Journal of Education, Health and Sport (Sep 2019)
Life quality indexes in neo-adjuvant chemotherapy in laryngopharynx cancer patients
Abstract
Urgency. Cancer patients quality on life (QOL) is one on the important criteria for the effectiveness of the treatment estimation along with traditional clinical indicators: regression of the primary tumor focus and metastases, immediate and long-term results of treatment and survival. Materials and methods. 66 patients with morphologically confirmed squamous cell carcinoma of laryngopharynx II - IV (T2 - 4N0-2M0) stages have been examined. They got 3 cycles of neoadjuvant chemotherapy with 21 - 28 days intervals according to the following scheme: paclitaxel - 175 mg / m2, cisplatin – 40 mg/m2. The patients were divided into two groups. Both groups patients got detoxification: the group received arginine –containing drugs and enterosorbent, group of comparison got detoxification therapy with crystalloid solutions. QOL was assessed with the use of the EORTC QLQ-H and N35 questionnaire, Karnowski’s index and ECOG. The patients were examined in dynamics before treatment and during chemotherapy. Results. QOL of laryngopharynx malignant neoplasms patients correlates with objective clinical indexes, such as tumor regression - the more the tumor volume decreases, the better QOL of each individual patient and in the groups as a whole was, the average relapse-free survival period (median survival curve is 66 months for the main and 54 months for the group of comparison).
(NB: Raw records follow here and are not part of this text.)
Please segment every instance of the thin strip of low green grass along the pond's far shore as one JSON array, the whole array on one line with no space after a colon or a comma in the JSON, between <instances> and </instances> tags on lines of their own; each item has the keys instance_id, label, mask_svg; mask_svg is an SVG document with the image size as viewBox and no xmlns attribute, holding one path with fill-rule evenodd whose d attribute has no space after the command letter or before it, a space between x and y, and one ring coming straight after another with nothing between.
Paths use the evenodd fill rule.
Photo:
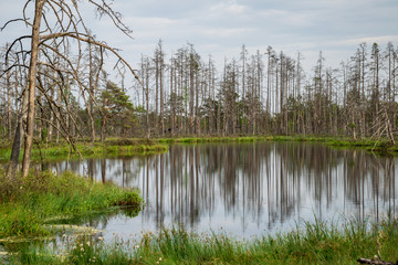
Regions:
<instances>
[{"instance_id":1,"label":"thin strip of low green grass along the pond's far shore","mask_svg":"<svg viewBox=\"0 0 398 265\"><path fill-rule=\"evenodd\" d=\"M184 137L184 138L109 138L104 142L78 141L75 144L77 150L84 158L92 157L118 157L134 155L151 155L165 152L171 144L199 144L199 142L255 142L255 141L307 141L322 142L332 147L342 148L366 148L369 151L398 153L398 145L390 146L385 139L354 140L342 137L322 136L240 136L240 137ZM0 146L0 161L9 160L11 147L8 144ZM22 159L21 150L20 159ZM78 153L72 150L66 142L42 142L34 145L32 149L33 161L50 161L59 159L78 158Z\"/></svg>"}]
</instances>

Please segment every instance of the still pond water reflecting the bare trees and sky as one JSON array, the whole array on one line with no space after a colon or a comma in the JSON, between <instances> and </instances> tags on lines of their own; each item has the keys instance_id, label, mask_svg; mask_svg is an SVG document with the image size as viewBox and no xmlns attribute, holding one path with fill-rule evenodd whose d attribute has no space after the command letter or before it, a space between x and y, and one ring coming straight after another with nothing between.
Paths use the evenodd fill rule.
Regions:
<instances>
[{"instance_id":1,"label":"still pond water reflecting the bare trees and sky","mask_svg":"<svg viewBox=\"0 0 398 265\"><path fill-rule=\"evenodd\" d=\"M398 210L396 158L318 144L172 145L149 157L100 158L48 165L96 181L138 188L135 218L91 222L104 236L181 224L197 232L251 237L289 231L301 221L379 220Z\"/></svg>"}]
</instances>

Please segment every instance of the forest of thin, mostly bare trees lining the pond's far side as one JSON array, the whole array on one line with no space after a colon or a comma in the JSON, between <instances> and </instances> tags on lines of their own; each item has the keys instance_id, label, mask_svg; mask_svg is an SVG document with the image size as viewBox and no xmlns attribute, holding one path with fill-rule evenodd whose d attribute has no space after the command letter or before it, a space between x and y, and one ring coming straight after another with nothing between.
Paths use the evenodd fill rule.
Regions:
<instances>
[{"instance_id":1,"label":"forest of thin, mostly bare trees lining the pond's far side","mask_svg":"<svg viewBox=\"0 0 398 265\"><path fill-rule=\"evenodd\" d=\"M153 55L142 56L134 84L125 84L124 66L117 67L119 82L111 80L103 47L78 43L75 54L74 45L54 40L40 50L39 141L296 134L394 141L398 50L392 43L360 43L338 68L328 67L320 52L313 71L304 72L301 53L291 57L271 46L249 54L242 45L238 59L217 68L193 44L167 56L159 41ZM21 61L27 59L14 46L1 49L0 64L9 70L1 75L0 129L10 141L28 78Z\"/></svg>"}]
</instances>

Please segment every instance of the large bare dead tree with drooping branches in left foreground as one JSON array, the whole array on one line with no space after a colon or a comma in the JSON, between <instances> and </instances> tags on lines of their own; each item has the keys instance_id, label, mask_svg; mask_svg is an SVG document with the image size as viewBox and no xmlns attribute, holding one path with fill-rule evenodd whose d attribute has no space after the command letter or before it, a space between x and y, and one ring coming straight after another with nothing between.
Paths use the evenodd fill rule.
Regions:
<instances>
[{"instance_id":1,"label":"large bare dead tree with drooping branches in left foreground","mask_svg":"<svg viewBox=\"0 0 398 265\"><path fill-rule=\"evenodd\" d=\"M100 17L109 18L118 30L130 38L132 31L122 22L121 13L115 12L105 0L88 0L88 2L94 6ZM33 21L28 15L28 9L31 4L34 4ZM22 132L24 132L22 176L28 176L36 124L35 109L39 93L54 114L53 117L55 117L56 123L53 123L52 126L75 149L73 137L65 126L66 119L67 124L76 123L73 116L70 115L71 108L67 100L71 93L70 84L72 82L77 84L78 93L87 95L87 98L91 102L93 100L91 93L93 84L85 84L78 74L84 45L88 45L90 49L92 46L98 47L101 55L104 51L108 51L117 57L117 64L124 64L138 81L138 76L132 66L118 54L116 49L92 36L83 22L78 6L80 3L76 0L28 0L23 7L23 18L8 21L1 28L1 31L3 31L9 23L22 22L31 29L31 34L17 38L9 45L4 60L9 67L1 73L2 76L14 67L21 67L21 62L23 64L24 61L29 61L29 64L22 65L28 71L27 86L22 93L27 99L25 105L22 104L22 112L15 128L13 156L11 156L8 170L9 177L12 177L15 172ZM25 49L25 46L30 49ZM70 53L73 52L76 53L76 56L71 56ZM45 86L44 84L51 85ZM56 94L60 100L54 100L54 89L57 91ZM51 123L51 120L46 121Z\"/></svg>"}]
</instances>

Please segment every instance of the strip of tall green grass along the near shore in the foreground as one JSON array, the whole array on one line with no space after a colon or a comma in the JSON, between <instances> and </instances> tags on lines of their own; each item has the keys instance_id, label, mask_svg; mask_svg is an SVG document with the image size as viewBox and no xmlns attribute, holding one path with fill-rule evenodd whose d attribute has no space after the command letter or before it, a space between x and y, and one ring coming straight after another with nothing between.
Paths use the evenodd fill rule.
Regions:
<instances>
[{"instance_id":1,"label":"strip of tall green grass along the near shore in the foreground","mask_svg":"<svg viewBox=\"0 0 398 265\"><path fill-rule=\"evenodd\" d=\"M360 257L398 259L398 221L379 224L347 221L343 226L304 223L275 236L239 241L226 234L197 234L184 229L147 233L139 242L104 244L78 236L60 253L30 246L13 264L358 264Z\"/></svg>"}]
</instances>

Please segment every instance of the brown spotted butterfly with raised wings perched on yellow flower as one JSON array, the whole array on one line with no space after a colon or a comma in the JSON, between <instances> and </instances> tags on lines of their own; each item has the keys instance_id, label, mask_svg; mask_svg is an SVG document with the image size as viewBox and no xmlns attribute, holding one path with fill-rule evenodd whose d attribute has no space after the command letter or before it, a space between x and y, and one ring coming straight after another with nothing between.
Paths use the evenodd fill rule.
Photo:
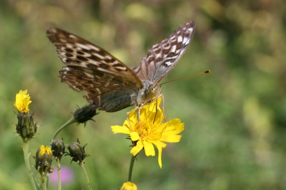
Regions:
<instances>
[{"instance_id":1,"label":"brown spotted butterfly with raised wings perched on yellow flower","mask_svg":"<svg viewBox=\"0 0 286 190\"><path fill-rule=\"evenodd\" d=\"M149 48L137 67L129 68L106 50L74 34L50 26L47 37L66 64L61 82L84 98L93 109L117 112L131 105L141 107L158 98L158 84L178 63L194 36L195 22L188 21L170 36Z\"/></svg>"}]
</instances>

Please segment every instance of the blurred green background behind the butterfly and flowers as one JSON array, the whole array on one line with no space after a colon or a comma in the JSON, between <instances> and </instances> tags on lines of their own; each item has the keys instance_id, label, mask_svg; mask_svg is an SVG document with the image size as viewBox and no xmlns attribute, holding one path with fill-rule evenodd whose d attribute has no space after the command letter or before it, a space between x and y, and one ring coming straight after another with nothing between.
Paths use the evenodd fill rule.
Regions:
<instances>
[{"instance_id":1,"label":"blurred green background behind the butterfly and flowers","mask_svg":"<svg viewBox=\"0 0 286 190\"><path fill-rule=\"evenodd\" d=\"M285 1L0 3L0 189L31 189L22 141L14 138L11 124L17 122L16 93L28 89L30 110L40 125L31 155L50 143L76 105L86 103L84 92L60 83L64 64L46 37L49 25L103 47L132 67L148 47L189 20L196 22L193 41L162 83L211 72L162 86L165 114L185 123L182 140L163 149L162 169L157 155L139 153L133 182L141 190L286 189ZM66 144L77 138L88 143L91 157L85 166L93 189L117 189L127 181L131 143L110 126L122 125L131 108L100 112L96 122L70 126L58 136ZM62 189L87 189L75 162L70 165L66 157L62 167L74 173ZM57 184L49 185L57 189Z\"/></svg>"}]
</instances>

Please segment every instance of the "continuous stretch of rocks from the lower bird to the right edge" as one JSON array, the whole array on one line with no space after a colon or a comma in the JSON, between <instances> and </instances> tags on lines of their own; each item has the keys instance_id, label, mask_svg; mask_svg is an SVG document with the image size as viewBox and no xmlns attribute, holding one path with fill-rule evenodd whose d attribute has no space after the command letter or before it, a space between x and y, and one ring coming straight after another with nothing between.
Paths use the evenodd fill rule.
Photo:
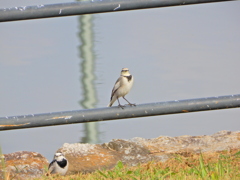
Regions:
<instances>
[{"instance_id":1,"label":"continuous stretch of rocks from the lower bird to the right edge","mask_svg":"<svg viewBox=\"0 0 240 180\"><path fill-rule=\"evenodd\" d=\"M231 149L240 149L240 131L220 131L209 136L114 139L102 145L65 143L57 152L64 153L69 161L67 174L74 174L110 169L118 161L135 166L149 161L164 162L174 154L212 153Z\"/></svg>"}]
</instances>

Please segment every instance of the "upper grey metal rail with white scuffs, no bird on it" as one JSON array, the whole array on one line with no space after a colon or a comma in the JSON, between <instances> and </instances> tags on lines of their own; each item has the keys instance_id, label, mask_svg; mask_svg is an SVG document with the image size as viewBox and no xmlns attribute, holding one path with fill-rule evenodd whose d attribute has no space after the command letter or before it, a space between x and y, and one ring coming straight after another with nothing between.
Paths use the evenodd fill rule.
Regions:
<instances>
[{"instance_id":1,"label":"upper grey metal rail with white scuffs, no bird on it","mask_svg":"<svg viewBox=\"0 0 240 180\"><path fill-rule=\"evenodd\" d=\"M0 22L179 6L230 0L91 0L0 9Z\"/></svg>"}]
</instances>

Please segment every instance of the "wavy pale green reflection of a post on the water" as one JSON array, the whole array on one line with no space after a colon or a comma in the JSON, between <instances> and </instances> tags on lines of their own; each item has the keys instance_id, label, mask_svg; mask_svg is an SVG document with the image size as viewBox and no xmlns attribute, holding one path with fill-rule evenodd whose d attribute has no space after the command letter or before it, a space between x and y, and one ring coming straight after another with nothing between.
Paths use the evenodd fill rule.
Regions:
<instances>
[{"instance_id":1,"label":"wavy pale green reflection of a post on the water","mask_svg":"<svg viewBox=\"0 0 240 180\"><path fill-rule=\"evenodd\" d=\"M79 17L80 23L80 42L79 46L80 57L82 62L80 63L80 72L82 74L81 84L83 90L83 99L79 101L85 109L94 108L97 103L97 93L94 84L95 75L95 56L93 50L93 16L84 15ZM84 123L85 136L81 138L82 143L98 143L98 123Z\"/></svg>"}]
</instances>

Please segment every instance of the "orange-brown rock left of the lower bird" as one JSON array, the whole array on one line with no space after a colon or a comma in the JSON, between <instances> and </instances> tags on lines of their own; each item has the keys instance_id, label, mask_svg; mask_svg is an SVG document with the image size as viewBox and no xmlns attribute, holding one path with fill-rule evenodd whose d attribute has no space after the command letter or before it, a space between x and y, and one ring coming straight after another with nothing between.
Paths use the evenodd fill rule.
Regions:
<instances>
[{"instance_id":1,"label":"orange-brown rock left of the lower bird","mask_svg":"<svg viewBox=\"0 0 240 180\"><path fill-rule=\"evenodd\" d=\"M19 151L4 154L5 167L0 165L0 179L30 179L41 177L48 167L48 160L37 152Z\"/></svg>"}]
</instances>

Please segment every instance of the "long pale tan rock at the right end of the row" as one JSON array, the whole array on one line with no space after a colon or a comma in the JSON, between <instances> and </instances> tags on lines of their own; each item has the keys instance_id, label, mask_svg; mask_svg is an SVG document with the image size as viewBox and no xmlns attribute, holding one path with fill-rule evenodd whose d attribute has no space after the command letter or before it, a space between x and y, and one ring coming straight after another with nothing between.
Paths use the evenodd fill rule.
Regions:
<instances>
[{"instance_id":1,"label":"long pale tan rock at the right end of the row","mask_svg":"<svg viewBox=\"0 0 240 180\"><path fill-rule=\"evenodd\" d=\"M160 136L154 139L133 138L130 141L147 147L151 152L217 152L240 148L240 131L220 131L204 136Z\"/></svg>"}]
</instances>

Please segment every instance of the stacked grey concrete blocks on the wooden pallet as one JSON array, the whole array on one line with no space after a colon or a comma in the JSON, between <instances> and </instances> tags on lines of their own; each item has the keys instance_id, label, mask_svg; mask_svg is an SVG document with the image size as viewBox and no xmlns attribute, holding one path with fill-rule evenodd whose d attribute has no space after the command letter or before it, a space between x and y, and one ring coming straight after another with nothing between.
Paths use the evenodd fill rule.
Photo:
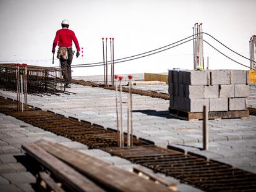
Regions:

Relapse-free survival period (in the main group it makes 87% of the total survival period, and in comparison - 72%). It is completely determined by the courses of neoadjuvant chemotherapy given. In this case, complex treatment of patients using arginine-containing drugs and enterosorption (the main group of patients) gives better results of QOL compared to the use of detoxification therapy with saline solutions in volume up to 1.5 - 2.0 liters according to the standard protocol. Karnowski’s index in the main group is 21.8%, and in the comparison group 4.4%; ECOG after three treatment cycles compared with the initial value decreased by 50.0%, while for patients in the comparison group this decrease was 21.4%. Conclusion. The use of QOL – indexes selected and conducting a comprehensive statistical analysis at each stage of treatment makes it possible to more objectively make research, draw the necessary conclusions, make reasonable adjustments to the treatment process, increase the evidence of medicine and the effectiveness of treatment.